00:31:59 Lars Wallenborn: Ja, dann waren wohl am Anfang direkt neun Domain Controller betroffen, also die wurden dann wahrscheinlich irgendwie gewiped. Und was man dann halt machen kann, so als Verteidiger, ist die neu aufzusetzen.

00:32:09 Christian Dietrich: Erstmal ist ja vielleicht völlig unklar, warum so Domain Controller auf einmal ausfallen, oder? Ist das sofort klar, dass das irgendwie eine Malware ist? Wahrscheinlich nicht unbedingt?

00:32:19 Lars Wallenborn: Nein, aber Domain Controller fallen, glaube ich, nicht so oft…also anders, wenn dir der Domain Controller häufiger mal so ausfällt, dann bist du glaube ich eh an einem sehr schlechten Ort. Und ich glaube die waren an einem guten Ort. Also die haben sich glaube ich auf viel vorbereitet.

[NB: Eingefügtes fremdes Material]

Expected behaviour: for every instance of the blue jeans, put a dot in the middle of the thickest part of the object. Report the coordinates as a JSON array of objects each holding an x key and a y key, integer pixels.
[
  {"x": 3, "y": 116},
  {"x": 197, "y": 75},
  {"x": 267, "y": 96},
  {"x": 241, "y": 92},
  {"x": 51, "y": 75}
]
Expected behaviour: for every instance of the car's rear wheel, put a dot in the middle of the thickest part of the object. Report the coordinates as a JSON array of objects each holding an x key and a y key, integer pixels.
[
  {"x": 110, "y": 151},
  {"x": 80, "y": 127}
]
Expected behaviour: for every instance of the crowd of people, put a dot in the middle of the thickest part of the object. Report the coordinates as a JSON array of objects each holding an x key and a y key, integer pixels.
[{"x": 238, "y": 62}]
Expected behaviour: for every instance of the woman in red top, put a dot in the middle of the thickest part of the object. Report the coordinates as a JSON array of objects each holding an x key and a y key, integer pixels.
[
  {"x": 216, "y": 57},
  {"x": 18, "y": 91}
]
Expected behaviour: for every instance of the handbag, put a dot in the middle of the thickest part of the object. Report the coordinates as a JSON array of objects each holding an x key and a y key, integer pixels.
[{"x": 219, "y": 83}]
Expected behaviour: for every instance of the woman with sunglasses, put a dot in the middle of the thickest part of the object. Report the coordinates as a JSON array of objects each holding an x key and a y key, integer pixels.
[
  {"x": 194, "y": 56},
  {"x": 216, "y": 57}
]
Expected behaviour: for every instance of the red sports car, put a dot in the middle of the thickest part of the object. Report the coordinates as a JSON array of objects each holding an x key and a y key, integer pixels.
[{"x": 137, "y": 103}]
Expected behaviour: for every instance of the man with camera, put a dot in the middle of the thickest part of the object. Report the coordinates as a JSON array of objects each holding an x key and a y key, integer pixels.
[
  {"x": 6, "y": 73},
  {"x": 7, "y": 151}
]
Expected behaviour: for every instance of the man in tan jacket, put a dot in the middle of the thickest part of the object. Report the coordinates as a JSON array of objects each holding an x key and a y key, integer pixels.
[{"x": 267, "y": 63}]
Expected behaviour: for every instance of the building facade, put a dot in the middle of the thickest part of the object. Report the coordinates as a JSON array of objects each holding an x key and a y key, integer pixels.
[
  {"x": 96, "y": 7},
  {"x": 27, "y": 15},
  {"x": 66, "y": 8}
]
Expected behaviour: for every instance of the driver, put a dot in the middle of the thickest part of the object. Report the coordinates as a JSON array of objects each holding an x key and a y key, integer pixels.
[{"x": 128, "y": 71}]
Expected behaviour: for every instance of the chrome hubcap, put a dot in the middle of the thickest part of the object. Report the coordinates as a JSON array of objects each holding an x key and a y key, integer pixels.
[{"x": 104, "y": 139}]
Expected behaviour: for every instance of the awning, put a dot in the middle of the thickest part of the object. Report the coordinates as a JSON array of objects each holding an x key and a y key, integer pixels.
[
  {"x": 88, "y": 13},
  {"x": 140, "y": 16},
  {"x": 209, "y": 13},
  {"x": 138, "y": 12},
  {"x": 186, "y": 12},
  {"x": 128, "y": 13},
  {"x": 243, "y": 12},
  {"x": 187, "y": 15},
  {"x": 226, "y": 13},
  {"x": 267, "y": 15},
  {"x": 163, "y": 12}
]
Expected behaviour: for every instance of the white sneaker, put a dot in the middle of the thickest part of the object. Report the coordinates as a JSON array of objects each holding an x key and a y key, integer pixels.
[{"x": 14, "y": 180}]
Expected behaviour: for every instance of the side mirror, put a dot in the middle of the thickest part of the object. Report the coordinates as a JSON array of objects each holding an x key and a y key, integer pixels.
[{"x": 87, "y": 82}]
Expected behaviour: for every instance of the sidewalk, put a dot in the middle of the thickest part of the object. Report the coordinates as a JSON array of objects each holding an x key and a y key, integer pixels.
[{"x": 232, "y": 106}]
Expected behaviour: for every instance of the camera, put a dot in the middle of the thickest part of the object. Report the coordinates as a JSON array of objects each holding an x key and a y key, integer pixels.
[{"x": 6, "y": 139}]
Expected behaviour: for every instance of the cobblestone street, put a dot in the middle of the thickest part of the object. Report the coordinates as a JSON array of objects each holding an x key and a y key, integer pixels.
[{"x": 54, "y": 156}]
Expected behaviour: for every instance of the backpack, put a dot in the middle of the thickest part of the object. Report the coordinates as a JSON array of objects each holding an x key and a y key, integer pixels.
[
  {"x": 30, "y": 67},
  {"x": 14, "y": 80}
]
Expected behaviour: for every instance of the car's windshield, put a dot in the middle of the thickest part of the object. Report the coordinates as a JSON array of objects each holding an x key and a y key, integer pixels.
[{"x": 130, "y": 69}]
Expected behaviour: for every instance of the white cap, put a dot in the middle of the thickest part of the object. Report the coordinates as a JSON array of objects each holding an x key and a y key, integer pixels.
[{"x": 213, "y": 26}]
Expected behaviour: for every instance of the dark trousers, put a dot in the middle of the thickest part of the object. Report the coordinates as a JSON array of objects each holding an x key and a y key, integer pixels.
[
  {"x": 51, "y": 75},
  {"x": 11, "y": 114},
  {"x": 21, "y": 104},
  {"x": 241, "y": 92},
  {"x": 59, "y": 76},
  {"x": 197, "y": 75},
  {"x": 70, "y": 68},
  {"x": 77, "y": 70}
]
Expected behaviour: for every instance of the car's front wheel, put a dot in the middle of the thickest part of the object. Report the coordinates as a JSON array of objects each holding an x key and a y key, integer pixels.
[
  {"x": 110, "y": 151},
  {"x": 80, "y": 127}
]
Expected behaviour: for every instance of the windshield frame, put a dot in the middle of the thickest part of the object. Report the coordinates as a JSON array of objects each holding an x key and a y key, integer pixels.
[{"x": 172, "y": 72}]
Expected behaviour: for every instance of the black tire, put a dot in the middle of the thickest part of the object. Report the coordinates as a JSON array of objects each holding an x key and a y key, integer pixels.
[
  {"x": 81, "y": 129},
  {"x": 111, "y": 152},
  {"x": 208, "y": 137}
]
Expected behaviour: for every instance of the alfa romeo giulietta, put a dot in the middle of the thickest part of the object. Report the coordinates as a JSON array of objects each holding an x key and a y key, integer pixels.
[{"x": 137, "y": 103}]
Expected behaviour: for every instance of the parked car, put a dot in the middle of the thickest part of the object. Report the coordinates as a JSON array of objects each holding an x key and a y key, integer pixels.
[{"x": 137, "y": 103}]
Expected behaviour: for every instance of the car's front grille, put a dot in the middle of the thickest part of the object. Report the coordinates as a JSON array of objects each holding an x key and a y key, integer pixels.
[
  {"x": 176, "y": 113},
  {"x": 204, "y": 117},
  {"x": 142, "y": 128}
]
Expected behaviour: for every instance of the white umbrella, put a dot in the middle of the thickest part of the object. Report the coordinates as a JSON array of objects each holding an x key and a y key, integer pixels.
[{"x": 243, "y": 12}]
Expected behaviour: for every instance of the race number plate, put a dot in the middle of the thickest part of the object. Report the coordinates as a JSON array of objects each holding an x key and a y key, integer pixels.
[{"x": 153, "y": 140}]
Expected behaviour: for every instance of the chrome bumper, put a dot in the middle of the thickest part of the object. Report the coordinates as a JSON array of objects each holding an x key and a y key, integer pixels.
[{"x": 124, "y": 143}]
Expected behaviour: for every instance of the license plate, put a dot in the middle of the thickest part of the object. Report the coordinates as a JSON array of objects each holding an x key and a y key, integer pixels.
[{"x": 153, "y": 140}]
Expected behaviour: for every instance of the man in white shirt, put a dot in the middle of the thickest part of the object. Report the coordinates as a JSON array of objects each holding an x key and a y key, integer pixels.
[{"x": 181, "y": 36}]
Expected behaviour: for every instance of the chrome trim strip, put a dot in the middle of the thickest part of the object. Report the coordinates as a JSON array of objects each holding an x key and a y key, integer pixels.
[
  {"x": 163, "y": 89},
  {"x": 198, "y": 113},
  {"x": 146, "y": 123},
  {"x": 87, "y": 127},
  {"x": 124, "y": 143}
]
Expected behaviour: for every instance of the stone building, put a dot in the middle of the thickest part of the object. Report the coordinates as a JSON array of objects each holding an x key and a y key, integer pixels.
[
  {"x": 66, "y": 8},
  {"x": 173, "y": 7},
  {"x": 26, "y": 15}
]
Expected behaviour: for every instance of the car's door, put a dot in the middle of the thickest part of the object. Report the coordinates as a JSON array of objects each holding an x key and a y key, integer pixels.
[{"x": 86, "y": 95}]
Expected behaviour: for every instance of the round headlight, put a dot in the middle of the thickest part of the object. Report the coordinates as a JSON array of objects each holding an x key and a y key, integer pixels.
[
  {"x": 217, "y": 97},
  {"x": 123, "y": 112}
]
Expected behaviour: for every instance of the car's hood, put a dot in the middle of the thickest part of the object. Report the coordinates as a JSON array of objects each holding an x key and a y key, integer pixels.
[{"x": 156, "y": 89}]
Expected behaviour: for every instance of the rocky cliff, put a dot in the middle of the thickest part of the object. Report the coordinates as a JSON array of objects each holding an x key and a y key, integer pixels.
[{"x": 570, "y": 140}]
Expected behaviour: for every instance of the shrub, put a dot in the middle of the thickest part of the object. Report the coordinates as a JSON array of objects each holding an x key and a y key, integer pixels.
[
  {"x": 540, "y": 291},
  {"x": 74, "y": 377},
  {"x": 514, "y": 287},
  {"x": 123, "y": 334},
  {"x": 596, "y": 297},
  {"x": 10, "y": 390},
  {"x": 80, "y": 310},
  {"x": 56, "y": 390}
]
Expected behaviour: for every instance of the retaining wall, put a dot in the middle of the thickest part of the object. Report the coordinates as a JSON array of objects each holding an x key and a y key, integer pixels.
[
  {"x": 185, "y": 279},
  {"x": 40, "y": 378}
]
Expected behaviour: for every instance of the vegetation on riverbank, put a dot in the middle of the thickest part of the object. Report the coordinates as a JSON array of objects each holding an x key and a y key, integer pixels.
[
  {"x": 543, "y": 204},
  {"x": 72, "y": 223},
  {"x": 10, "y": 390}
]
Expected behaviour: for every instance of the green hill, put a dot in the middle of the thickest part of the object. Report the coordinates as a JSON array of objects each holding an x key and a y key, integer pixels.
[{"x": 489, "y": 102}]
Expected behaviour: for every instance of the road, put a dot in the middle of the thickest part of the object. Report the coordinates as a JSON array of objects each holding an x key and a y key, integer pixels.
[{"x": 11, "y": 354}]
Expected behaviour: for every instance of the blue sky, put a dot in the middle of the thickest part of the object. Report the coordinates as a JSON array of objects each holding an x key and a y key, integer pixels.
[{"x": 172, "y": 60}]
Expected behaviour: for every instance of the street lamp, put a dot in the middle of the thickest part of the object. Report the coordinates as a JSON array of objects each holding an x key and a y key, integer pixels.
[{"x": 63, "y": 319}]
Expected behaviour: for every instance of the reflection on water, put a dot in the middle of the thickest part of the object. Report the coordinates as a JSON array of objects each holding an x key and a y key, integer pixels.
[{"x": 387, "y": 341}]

00:32:31 Christian Dietrich: Okay, aber du könntest vielleicht auch denken, die sind vielleicht überlastet oder keine Ahnung. Es ist schon wichtig, du weißt, glaube ich, in dem Moment noch nicht, dass du hier einen Wiper Angriff gerade eigentlich hast. Sondern was machst du? Du setzt Ersatz Domain Controller auf, und versuchst das Problem dadurch vielleicht dadurch in den Griff zu bekommen.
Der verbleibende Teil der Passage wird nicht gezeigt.